Evolution of GitHub Action for Kamal

Right after my first try of Kamal (MRSK) in the spring of 2023, I understood that an ideal use case would be running it as a GitHub Action. Almost a year passed, and my 30-line action has grown and become full-featured, configurable, and reusable. In this post, I will share the evolution of the action and the lessons learned.

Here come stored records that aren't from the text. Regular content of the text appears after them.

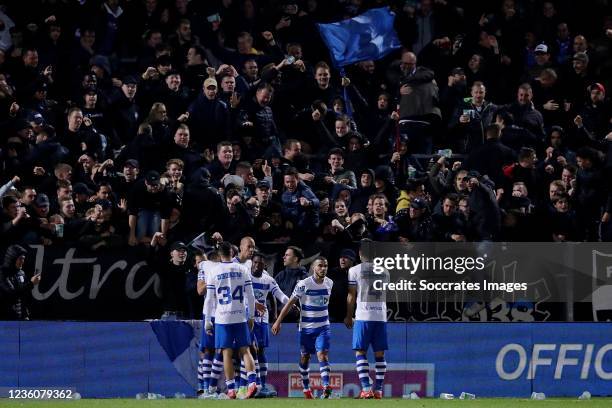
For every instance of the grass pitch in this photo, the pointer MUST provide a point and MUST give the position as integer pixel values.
(299, 403)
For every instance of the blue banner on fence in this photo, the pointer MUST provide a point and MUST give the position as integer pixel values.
(507, 360)
(368, 36)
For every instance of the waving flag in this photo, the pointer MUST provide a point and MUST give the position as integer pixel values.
(368, 36)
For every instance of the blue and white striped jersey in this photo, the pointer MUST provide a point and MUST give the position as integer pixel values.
(371, 303)
(229, 294)
(204, 269)
(314, 301)
(262, 286)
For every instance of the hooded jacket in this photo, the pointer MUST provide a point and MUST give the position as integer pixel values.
(14, 286)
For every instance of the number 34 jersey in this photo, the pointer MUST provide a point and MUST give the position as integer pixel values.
(229, 293)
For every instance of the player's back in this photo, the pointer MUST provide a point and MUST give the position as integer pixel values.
(230, 280)
(371, 303)
(314, 301)
(262, 286)
(205, 268)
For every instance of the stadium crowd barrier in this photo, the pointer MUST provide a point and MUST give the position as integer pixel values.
(107, 360)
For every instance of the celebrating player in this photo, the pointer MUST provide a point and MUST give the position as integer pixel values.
(226, 291)
(209, 369)
(370, 325)
(263, 284)
(313, 294)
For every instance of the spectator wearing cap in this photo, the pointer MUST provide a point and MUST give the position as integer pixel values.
(209, 117)
(47, 152)
(181, 149)
(563, 44)
(149, 208)
(15, 285)
(172, 267)
(292, 272)
(524, 112)
(484, 213)
(124, 110)
(93, 107)
(577, 79)
(173, 94)
(121, 182)
(80, 135)
(245, 171)
(300, 206)
(471, 118)
(84, 172)
(257, 113)
(14, 220)
(339, 274)
(593, 120)
(492, 156)
(222, 164)
(543, 60)
(449, 225)
(202, 205)
(418, 103)
(239, 222)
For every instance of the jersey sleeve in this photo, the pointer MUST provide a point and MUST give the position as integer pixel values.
(352, 278)
(250, 296)
(299, 291)
(202, 271)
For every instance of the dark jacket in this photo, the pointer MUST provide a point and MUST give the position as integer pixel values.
(473, 133)
(14, 286)
(423, 99)
(485, 216)
(303, 218)
(210, 120)
(528, 117)
(490, 159)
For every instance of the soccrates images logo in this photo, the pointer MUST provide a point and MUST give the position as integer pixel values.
(400, 379)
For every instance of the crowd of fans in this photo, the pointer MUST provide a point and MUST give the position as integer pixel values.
(123, 119)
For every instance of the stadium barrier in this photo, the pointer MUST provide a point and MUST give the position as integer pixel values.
(106, 360)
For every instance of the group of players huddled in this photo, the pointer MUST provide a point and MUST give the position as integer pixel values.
(235, 327)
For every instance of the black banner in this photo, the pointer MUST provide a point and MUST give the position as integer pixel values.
(79, 284)
(119, 285)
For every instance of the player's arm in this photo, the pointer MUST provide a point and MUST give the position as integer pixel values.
(210, 304)
(350, 305)
(284, 312)
(350, 298)
(250, 298)
(201, 287)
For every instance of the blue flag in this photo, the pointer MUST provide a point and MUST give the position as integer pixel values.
(368, 36)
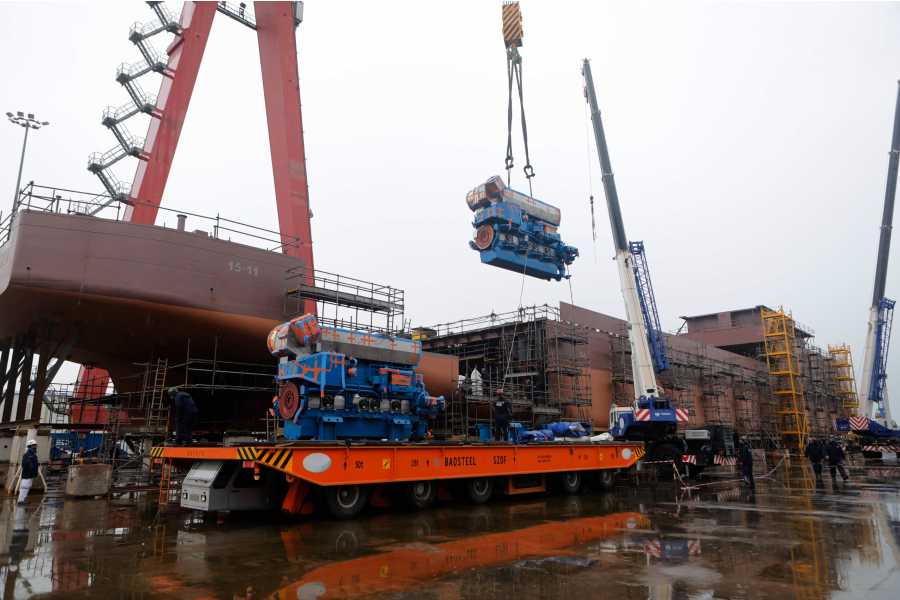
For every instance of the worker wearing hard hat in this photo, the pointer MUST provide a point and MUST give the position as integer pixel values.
(29, 470)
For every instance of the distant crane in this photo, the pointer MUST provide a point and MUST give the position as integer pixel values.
(875, 427)
(651, 417)
(881, 312)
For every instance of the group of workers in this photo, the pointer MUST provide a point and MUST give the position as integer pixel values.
(820, 450)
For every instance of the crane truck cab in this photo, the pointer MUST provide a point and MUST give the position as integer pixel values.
(650, 419)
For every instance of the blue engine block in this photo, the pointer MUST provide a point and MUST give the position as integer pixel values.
(517, 232)
(329, 395)
(521, 244)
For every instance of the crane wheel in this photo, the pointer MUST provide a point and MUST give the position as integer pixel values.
(345, 501)
(479, 490)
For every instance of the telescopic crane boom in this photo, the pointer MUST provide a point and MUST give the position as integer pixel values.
(651, 417)
(874, 375)
(641, 361)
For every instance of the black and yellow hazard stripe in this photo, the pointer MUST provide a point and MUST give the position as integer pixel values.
(277, 458)
(247, 453)
(512, 24)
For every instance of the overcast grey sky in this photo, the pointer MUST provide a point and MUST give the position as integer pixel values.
(749, 142)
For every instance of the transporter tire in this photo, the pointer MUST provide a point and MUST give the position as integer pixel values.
(419, 495)
(479, 490)
(570, 483)
(345, 501)
(606, 479)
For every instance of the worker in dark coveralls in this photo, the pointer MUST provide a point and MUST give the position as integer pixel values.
(836, 458)
(502, 415)
(815, 452)
(29, 470)
(185, 415)
(745, 456)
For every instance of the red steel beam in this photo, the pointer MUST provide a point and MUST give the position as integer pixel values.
(275, 32)
(185, 54)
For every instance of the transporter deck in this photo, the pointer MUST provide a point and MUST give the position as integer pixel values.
(366, 463)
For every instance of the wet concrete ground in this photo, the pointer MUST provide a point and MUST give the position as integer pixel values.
(790, 539)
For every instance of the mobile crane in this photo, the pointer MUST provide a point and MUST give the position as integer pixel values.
(875, 426)
(651, 418)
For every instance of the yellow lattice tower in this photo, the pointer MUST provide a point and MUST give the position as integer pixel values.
(784, 373)
(842, 362)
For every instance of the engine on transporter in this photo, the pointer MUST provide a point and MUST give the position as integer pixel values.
(338, 383)
(517, 232)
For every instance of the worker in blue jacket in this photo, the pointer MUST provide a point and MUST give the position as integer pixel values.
(29, 470)
(502, 416)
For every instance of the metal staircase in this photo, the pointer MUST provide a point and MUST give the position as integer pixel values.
(114, 118)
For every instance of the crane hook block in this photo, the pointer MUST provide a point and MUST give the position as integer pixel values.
(518, 232)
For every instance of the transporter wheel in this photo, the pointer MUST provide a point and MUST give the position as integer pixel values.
(419, 495)
(345, 501)
(606, 479)
(570, 483)
(479, 490)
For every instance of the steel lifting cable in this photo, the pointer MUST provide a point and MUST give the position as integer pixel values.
(514, 72)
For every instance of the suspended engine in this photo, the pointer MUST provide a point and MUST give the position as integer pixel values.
(338, 383)
(517, 232)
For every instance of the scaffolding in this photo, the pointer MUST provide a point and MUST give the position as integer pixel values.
(539, 360)
(845, 388)
(780, 341)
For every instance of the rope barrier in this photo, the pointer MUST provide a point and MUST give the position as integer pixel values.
(678, 479)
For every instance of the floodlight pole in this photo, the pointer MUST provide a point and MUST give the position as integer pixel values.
(28, 122)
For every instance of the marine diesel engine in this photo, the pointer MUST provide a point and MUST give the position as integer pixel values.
(517, 232)
(338, 383)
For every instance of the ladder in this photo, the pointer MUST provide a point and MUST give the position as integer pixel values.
(779, 339)
(165, 483)
(158, 407)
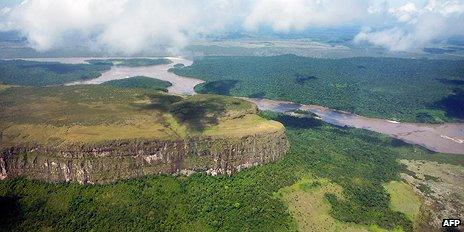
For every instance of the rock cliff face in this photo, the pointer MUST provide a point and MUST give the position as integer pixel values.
(124, 159)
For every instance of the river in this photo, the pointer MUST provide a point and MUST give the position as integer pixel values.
(446, 138)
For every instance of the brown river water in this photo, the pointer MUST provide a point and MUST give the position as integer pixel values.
(446, 138)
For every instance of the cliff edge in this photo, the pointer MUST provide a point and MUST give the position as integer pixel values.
(101, 134)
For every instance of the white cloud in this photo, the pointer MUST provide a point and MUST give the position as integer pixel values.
(131, 26)
(120, 25)
(419, 27)
(290, 15)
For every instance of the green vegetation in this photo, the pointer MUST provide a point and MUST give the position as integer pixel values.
(403, 199)
(311, 211)
(355, 164)
(96, 113)
(140, 82)
(30, 73)
(136, 62)
(416, 90)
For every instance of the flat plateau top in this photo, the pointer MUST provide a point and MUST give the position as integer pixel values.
(56, 116)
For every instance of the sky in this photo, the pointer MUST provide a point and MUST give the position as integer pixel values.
(131, 26)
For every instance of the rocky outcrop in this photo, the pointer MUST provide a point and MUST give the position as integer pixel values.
(124, 159)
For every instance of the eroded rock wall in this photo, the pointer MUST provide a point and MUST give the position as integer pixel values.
(112, 161)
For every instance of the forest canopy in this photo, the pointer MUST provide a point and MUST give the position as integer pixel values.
(417, 90)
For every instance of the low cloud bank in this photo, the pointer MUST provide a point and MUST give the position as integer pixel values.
(132, 26)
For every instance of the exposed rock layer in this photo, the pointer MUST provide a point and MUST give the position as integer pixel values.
(124, 159)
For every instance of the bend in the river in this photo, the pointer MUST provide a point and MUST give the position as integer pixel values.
(447, 138)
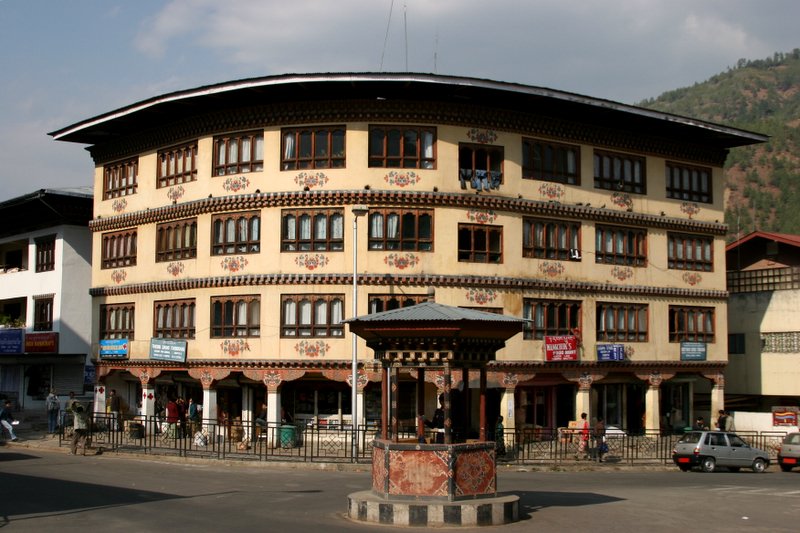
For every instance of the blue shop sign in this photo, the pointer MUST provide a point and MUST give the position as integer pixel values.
(168, 350)
(610, 352)
(693, 351)
(113, 348)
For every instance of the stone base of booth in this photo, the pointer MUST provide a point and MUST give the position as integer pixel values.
(366, 506)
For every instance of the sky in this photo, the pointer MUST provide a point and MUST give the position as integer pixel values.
(63, 61)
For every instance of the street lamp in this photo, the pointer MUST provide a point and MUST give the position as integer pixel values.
(358, 210)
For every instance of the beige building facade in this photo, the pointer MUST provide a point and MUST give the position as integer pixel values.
(225, 242)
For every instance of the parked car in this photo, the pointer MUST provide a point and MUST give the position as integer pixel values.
(710, 449)
(789, 452)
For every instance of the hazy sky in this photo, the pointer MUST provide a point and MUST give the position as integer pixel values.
(63, 61)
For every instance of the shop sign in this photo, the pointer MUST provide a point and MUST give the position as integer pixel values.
(693, 351)
(11, 340)
(610, 352)
(560, 348)
(41, 342)
(168, 350)
(113, 348)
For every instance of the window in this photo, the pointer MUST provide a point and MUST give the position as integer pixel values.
(46, 253)
(387, 302)
(322, 147)
(691, 324)
(621, 322)
(621, 246)
(551, 239)
(312, 315)
(480, 165)
(177, 165)
(690, 252)
(550, 317)
(312, 229)
(119, 249)
(619, 172)
(239, 153)
(401, 229)
(689, 183)
(119, 179)
(478, 243)
(549, 161)
(116, 321)
(176, 240)
(236, 233)
(43, 313)
(174, 319)
(402, 147)
(235, 316)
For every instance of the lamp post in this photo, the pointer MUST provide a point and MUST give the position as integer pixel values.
(358, 210)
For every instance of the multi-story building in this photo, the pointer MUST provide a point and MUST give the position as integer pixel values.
(223, 260)
(45, 271)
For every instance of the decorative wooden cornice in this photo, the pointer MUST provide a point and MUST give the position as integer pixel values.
(377, 198)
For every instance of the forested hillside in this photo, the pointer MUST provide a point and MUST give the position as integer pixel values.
(763, 181)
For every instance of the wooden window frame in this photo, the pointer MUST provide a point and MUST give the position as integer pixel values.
(177, 165)
(551, 239)
(174, 319)
(615, 176)
(682, 252)
(687, 182)
(550, 161)
(248, 159)
(110, 314)
(119, 249)
(408, 228)
(171, 240)
(635, 325)
(226, 320)
(315, 328)
(388, 151)
(550, 317)
(632, 240)
(691, 323)
(120, 178)
(249, 243)
(314, 243)
(313, 147)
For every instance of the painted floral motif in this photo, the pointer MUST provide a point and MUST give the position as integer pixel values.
(692, 278)
(175, 193)
(234, 346)
(312, 349)
(621, 199)
(551, 191)
(481, 136)
(403, 178)
(690, 209)
(175, 268)
(622, 273)
(119, 205)
(311, 261)
(236, 183)
(481, 296)
(401, 261)
(481, 216)
(311, 179)
(551, 268)
(234, 264)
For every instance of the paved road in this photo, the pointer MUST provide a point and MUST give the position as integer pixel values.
(49, 490)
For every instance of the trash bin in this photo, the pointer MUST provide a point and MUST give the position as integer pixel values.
(287, 436)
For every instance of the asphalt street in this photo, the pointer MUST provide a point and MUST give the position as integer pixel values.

Before we start, let me remind you what Kamal is. Kamal is a Ruby library created by 37signals to orchestrate the deployment of Docker containers. Before switching to Kamal, I had a bunch of scripts and technologies to deploy my applications. Kamal allowed me to simplify the deployment process and make it more reliable. Also, there were already some GitHub workflows to run lints and tests. In this article, I will mention only the deployment part.

First Try

In my initial article about Kamal, I already posted the first version of the GitHub Action. It was a simple action that used the ruby/setup-ruby action to install Ruby, then webfactory/ssh-agent to configure SSH agent, then prepared AWS crednetials and then run the kamal envify and kamal deploy command. The code is below.


name: Kamal

on:
  push:
    branches:
      - main

jobs:
  spec:
    uses: ./.github/workflows/specs.yml
  lint:
    uses: ./.github/workflows/lint_code.yml

  build_and_deploy:
    needs: [spec, lint]
    runs-on: ubuntu-latest
    timeout-minutes: 20
    outputs:
      image: ${{ steps.build.outputs.image }}
    env:
      RAILS_ENV: production
    steps:
      - uses: actions/checkout@v3
        with:
          ref: ${{ github.event.workflow_run.head_branch }}

      - uses: webfactory/ssh-agent@v0.7.0
        with:
          ssh-private-key: ${{ secrets.SSH_PRIVATE_KEY }}

      - uses: ruby/setup-ruby@v1
        env:
          BUNDLE_GEMFILE: ./kamal/Gemfile
        with:
          ruby-version: 3.2.2
          bundler-cache: true

      - name: Set up Docker Buildx
        uses: docker/setup-buildx-action@v2
        with:
          driver-opts: image=moby/buildkit:master

      - name: Configure AWS credentials
        uses: aws-actions/configure-aws-credentials@v1
        with:
          aws-access-key-id    : ${{ secrets.AWS_ACCESS_KEY_ID }}
          aws-secret-access-key: ${{ secrets.AWS_SECRET_ACCESS_KEY }}
          aws-region           : us-east-1
          mask-aws-account-id  : 'true'

      - name: Login to Amazon ECR
        id  : login-ecr
        uses: aws-actions/amazon-ecr-login@v1

      - name: Kamal Envify
        id  : kamal-envify
        env :
          KAMAL_REGISTRY_PASSWORD: ${{ steps.login-ecr.outputs.docker_password_YOUR_AWS_ACCOUNT_ID_dkr_ecr_YOUR_AWS_REGION_amazonaws_com }}
          DATABASE_URL: ${{ secrets.DATABASE_URL }}
          REDIS_URL: ${{ secrets.REDIS_URL }}
          RAILS_MASTER_KEY: ${{ secrets.RAILS_MASTER_KEY }}
          DOCKER_BUILDKIT: 1
          BUNDLE_GEMFILE: ./kamal/Gemfile
        run: |
          ./bin/kamal envify

      - name: Kamal Deploy
        id: kamal-deploy
        run: |
          ./bin/kamal deploy

There are several things to pay attention to. First, at lines 27-29, I setup SSH agent to be able to connect to the instances and run Docker commands, SSH private key is stored in the GitHub secrets, which is a convenient way to store sensitive data.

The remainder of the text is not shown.